Time is the most powerful lever in the projection because of compounding. A dollar invested at age 25 has about 40 years to grow; the same dollar invested at 45 has only 20. In a long projection, the majority of the final balance often comes from growth on early contributions rather than the contributions themselves, which is why even small amounts saved in your twenties can outweigh much larger amounts saved later.

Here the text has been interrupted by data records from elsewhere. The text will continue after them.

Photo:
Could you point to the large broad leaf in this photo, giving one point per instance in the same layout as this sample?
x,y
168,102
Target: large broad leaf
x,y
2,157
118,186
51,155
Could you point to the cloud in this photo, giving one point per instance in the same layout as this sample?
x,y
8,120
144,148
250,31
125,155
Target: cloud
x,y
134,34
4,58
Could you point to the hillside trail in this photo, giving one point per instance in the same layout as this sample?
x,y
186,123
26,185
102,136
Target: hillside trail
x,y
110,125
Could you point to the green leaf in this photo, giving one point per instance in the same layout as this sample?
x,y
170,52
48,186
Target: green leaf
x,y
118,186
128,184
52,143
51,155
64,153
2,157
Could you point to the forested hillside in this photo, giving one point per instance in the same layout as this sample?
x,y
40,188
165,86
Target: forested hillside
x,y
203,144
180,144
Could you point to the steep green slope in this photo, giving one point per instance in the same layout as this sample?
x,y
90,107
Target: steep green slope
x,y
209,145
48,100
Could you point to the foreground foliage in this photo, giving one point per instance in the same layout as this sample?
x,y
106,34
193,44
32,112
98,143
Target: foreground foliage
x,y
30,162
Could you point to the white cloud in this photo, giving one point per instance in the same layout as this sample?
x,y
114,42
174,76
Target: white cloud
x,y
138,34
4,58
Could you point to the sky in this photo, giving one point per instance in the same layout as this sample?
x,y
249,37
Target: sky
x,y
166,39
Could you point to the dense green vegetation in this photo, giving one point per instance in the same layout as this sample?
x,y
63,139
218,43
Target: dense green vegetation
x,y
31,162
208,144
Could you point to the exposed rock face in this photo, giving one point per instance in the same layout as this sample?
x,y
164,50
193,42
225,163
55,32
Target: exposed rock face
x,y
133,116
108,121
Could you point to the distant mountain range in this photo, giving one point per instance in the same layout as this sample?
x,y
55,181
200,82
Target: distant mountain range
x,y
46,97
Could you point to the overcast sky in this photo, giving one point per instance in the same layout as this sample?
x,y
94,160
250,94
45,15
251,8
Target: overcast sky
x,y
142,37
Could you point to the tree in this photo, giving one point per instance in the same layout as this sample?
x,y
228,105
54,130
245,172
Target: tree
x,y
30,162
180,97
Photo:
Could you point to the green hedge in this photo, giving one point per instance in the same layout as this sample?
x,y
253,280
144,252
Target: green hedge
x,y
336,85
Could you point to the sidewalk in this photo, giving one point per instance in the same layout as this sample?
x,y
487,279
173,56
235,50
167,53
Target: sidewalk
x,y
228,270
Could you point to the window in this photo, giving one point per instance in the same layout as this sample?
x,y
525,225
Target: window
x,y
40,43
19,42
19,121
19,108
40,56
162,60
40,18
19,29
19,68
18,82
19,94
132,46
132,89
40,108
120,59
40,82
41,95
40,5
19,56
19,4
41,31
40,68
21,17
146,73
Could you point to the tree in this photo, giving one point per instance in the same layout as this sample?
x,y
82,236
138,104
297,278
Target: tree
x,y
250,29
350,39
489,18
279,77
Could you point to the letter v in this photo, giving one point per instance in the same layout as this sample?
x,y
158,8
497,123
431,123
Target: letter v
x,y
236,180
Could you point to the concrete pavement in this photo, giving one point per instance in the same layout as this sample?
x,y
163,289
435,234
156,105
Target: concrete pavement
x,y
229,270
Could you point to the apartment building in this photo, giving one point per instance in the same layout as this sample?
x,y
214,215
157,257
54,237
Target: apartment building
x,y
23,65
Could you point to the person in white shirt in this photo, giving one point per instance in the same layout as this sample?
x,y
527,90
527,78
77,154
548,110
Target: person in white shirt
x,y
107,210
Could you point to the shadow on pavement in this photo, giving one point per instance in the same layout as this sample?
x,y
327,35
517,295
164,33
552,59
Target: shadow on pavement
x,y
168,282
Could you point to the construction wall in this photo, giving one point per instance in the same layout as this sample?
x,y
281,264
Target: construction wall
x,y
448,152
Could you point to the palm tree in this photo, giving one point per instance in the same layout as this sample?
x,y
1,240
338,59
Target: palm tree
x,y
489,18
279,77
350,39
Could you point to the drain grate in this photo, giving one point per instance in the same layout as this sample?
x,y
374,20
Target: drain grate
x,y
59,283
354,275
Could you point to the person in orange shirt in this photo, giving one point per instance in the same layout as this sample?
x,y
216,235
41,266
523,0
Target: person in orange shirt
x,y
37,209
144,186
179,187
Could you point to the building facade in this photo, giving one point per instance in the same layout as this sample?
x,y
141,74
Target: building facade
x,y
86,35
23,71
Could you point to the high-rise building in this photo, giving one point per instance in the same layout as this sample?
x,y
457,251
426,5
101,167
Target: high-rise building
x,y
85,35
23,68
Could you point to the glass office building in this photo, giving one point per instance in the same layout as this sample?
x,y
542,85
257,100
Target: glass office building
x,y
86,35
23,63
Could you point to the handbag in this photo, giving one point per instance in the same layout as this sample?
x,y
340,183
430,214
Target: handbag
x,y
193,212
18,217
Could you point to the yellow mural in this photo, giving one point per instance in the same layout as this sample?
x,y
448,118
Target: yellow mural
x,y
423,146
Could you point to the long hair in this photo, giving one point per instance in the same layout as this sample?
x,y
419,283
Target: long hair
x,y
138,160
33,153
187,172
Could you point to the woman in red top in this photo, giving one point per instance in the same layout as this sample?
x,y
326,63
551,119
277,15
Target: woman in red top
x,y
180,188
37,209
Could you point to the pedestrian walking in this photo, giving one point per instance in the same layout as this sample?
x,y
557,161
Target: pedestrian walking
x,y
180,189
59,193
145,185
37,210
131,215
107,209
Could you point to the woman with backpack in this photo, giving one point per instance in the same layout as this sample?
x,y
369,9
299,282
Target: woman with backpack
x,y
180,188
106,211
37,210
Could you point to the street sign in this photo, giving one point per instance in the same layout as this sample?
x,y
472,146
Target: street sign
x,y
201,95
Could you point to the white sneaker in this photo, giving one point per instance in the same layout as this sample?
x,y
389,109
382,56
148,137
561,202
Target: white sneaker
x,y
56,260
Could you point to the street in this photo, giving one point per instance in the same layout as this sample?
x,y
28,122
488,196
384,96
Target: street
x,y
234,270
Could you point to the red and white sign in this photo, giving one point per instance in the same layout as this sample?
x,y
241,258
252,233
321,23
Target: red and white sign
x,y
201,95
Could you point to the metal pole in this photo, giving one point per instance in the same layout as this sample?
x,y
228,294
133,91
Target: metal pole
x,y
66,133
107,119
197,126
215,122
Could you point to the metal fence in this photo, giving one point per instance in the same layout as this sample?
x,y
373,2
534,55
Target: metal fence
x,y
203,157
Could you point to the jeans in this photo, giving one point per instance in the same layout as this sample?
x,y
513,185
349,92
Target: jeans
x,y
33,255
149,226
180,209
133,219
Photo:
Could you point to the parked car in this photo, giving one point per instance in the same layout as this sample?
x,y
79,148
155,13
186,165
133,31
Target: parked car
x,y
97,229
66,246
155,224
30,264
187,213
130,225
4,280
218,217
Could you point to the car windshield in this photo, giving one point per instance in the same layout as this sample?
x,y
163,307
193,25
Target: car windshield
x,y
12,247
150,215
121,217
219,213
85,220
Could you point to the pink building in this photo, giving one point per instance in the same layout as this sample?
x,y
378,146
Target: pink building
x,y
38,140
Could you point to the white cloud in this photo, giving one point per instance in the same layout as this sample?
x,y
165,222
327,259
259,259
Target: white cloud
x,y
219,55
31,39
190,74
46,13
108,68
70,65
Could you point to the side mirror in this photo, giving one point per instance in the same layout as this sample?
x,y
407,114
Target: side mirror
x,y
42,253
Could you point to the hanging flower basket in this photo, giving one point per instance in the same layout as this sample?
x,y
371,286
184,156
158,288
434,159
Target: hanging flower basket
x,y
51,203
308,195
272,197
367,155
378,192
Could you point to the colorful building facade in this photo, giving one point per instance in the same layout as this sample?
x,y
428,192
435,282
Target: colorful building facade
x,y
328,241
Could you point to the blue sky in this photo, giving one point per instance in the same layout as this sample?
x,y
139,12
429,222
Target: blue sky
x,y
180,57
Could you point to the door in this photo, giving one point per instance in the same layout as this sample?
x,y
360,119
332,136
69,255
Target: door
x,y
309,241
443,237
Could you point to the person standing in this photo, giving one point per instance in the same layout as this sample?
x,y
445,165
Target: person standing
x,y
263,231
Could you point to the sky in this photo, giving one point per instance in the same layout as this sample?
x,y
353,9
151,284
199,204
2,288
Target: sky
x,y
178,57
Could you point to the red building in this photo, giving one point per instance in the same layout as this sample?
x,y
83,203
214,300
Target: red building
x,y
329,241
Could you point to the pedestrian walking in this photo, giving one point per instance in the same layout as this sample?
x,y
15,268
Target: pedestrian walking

What happens to my 401(k) when I change jobs?
Your vested balance is yours to keep. You can typically leave it in the old plan, roll it into your new employer's 401(k), or roll it into an IRA - all without triggering taxes if done as a direct rollover. Cashing it out instead means income tax plus a 10% early-withdrawal penalty before age 59 1/2, and you lose all future compound growth on that money, so a rollover is almost always the better choice.
๐ก Good to know
The employer match is an instant return
A 50%-on-6% match adds 50 cents for every dollar you contribute on that first 6% of pay - an immediate 50% return before the market does anything. Contributing at least up to the match cap is the most reliable way to grow the projected balance.
The projected balance is pre-tax
A traditional 401(k) figure is gross. You'll owe ordinary income tax on withdrawals in retirement, and early withdrawals before age 59 1/2 usually add a 10% penalty. The number here is what's in the account, not what you take home.
Time matters more than amount
Because returns compound on past returns, money invested in your twenties often contributes more to the final balance than larger sums saved later. Starting early - even with a small percentage - is the biggest advantage you have.